Dust can also increase the risk of valley fever. According to the Centers for Disease Control and Prevention, breathing microscopic fungal spores from dust can sicken people. The fungal lung infection is most common in the southwestern U.S. 

‘You can’t just hold your breath’

There hasn’t been measurable rainfall in Fresno for many months as the state experiences extreme drought. Last week’s showers on Oct. 8 brought only .40 inches of rain to the Fresno area. The last time the area recorded considerable rain was April 25. 

Pollution was a constant problem in the Valley, even before the wildfires started getting bigger and pushing smoke for longer periods of time, said Catherine Garoupa White, executive director of the Central Valley Air Quality Coalition and professor of geography at California State University, Stanislaus. The only difference is the “seasonality” of the pollution has been fading. 

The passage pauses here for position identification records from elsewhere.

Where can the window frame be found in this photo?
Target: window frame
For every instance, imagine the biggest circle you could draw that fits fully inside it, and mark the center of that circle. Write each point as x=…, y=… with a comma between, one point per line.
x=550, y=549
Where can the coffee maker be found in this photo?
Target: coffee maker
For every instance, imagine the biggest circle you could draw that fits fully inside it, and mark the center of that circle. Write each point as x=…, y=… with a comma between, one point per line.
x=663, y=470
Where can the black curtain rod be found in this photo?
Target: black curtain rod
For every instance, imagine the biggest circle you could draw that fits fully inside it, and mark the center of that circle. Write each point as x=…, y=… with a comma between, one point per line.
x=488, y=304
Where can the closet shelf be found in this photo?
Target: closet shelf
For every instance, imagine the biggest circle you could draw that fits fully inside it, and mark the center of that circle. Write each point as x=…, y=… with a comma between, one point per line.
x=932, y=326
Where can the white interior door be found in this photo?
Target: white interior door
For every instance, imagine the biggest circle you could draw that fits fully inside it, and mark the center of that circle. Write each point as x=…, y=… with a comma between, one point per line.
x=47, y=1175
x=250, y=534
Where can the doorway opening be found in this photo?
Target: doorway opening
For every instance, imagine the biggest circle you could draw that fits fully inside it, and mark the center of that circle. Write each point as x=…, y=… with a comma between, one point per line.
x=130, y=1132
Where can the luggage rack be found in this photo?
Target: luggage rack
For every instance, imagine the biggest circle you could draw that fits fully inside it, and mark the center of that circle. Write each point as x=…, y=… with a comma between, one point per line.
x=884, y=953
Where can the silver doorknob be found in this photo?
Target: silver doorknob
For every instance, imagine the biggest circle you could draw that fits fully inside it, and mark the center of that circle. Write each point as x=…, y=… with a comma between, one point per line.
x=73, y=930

“What we’re having now, with accelerating climate impacts on an extension of the fire season, is that we’re having particle pollution year round at this point during ozone season,” Garoupa White said. “So it can be really hot, ozone pollution can be getting really high, and now we have [particulate matter] from fires.”  

Ozone pollution is created when ground-level pollutants from sources such as cars, chemical plants or refineries mix with sunlight. While ozone pollution typically forms in hotter months, PM2.5 forms in colder months. 

Local efforts to bring air monitoring to the community level is meant to better inform people about what they’re breathing and when, she added. She said air pollution isn’t distributed equally across the Valley, and if people are able to understand the air quality impacts in their own neighborhood, fewer may end up in the hospital. 

A Stanford University study, released in August, looked at individual behaviors during periods of wildfire smoke and found that direct experiences and access to wildfire smoke information were helpful tools to form perceptions of the threat from smoke pollution. According to the study, “social norms and social support interact in complex, nonlinear ways to influence threat and efficacy perceptions, and directly affect protective health behavior.”

The weeks-long presence of pollution has led local organizations to distribute N95 masks for farmworkers. Air advocates have encouraged others to use air purifiers indoors, since pollution can also enter homes with poorly sealed windows and doors. 

Still, Garoupa White said many face pollution impacts even after visible smoke has cleared. She said the warehouse industry and presence of large heavy trucks in parts of south Fresno pose an air quality danger for communities even after the skies turn blue again.

For this reason, Garoupa White said she worries air pollution can become normalized in communities despite the presence of dense smoke from wildfires growing each year. She said information needs to be distributed on a wider scale for people, not just on how unsafe pollution can be, but ways and resources to protect from it. 

As director of CVAQ, “It’s incredibly depressing to go tell people, ‘Well, the air is unhealthy.’ Because you can’t just stop breathing, right?”

“You can’t just hold your breath until the air gets safe,” Garoupa White added.